Lady North reached up and touched her temples. “For your pain, I am sorry,” she whispered.

Blinding misery shot through his head.

Blackness rushed in.

 

 

Dirt pressed into Kiren’s cheek, a subtle ache forming into bruises along his ribs and calf. He blinked his eyes open. He shoved up onto an elbow and knee, heaving himself forward. Wooden planks brushed beneath his fingers as he leaned on the building, recovering his feet.

Rustling pulled him around the corner, and he froze. The dozens of people who occupied the square lay on the ground in graceless heaps.

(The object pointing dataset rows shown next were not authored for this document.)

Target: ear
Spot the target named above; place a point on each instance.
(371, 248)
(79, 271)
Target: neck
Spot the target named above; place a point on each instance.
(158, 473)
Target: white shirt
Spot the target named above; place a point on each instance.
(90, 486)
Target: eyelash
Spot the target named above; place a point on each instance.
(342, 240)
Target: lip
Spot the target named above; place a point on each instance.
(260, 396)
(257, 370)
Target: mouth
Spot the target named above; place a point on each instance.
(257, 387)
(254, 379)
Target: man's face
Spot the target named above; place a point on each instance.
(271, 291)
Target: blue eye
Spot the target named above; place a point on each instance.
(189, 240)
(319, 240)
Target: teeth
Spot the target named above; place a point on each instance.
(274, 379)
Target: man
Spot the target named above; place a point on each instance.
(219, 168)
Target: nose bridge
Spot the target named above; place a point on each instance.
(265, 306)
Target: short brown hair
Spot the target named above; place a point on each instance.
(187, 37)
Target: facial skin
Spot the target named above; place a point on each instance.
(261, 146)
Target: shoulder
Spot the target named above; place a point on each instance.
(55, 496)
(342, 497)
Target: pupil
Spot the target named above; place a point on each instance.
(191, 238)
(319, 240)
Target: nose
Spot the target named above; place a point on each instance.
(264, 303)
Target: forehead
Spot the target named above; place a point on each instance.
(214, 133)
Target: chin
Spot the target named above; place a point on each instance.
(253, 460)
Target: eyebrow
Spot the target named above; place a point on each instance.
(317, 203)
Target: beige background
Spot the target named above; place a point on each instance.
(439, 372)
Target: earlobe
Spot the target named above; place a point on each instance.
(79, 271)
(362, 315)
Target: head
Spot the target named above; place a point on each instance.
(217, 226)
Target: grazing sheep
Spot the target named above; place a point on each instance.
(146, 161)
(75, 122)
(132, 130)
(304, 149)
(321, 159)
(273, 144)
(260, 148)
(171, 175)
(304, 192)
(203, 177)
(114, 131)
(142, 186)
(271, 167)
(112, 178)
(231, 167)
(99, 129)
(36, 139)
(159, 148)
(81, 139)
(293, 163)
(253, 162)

Elizabeth knelt over Bellezza’s inert form.

Clink.
The golden bracelet snapped into place.

Elizabeth turned and jolted, clasping a hand over her heart. “You recover so quickly!”

He cut across the square. “How far does your range extend?”

“Only as far as you can see.”

He nodded and caught Bellezza under both arms, hauling her up and crossing to the butcher shop. Miles lay against the wall, his neck kinked to one side. Kiren slapped his cheek lightly, twice. The boy jerked awake.

“What was...?” His eyes turned on Elizabeth.

She straightened, lifting her chin. “Shall we away?”

Miles climbed to his feet, gaze warily sweeping over Bellezza’s unconscious form. He met Kiren’s stare, the question in his eyes.
Are you certain we have to do this?

Kiren nodded. The trepidation in the boy’s stance gave way as he resolved to play his part. Kiren despised that they must now resort to underhanded tactics, but Bellezza sprang this mess upon them, and she would be the source of its undoing.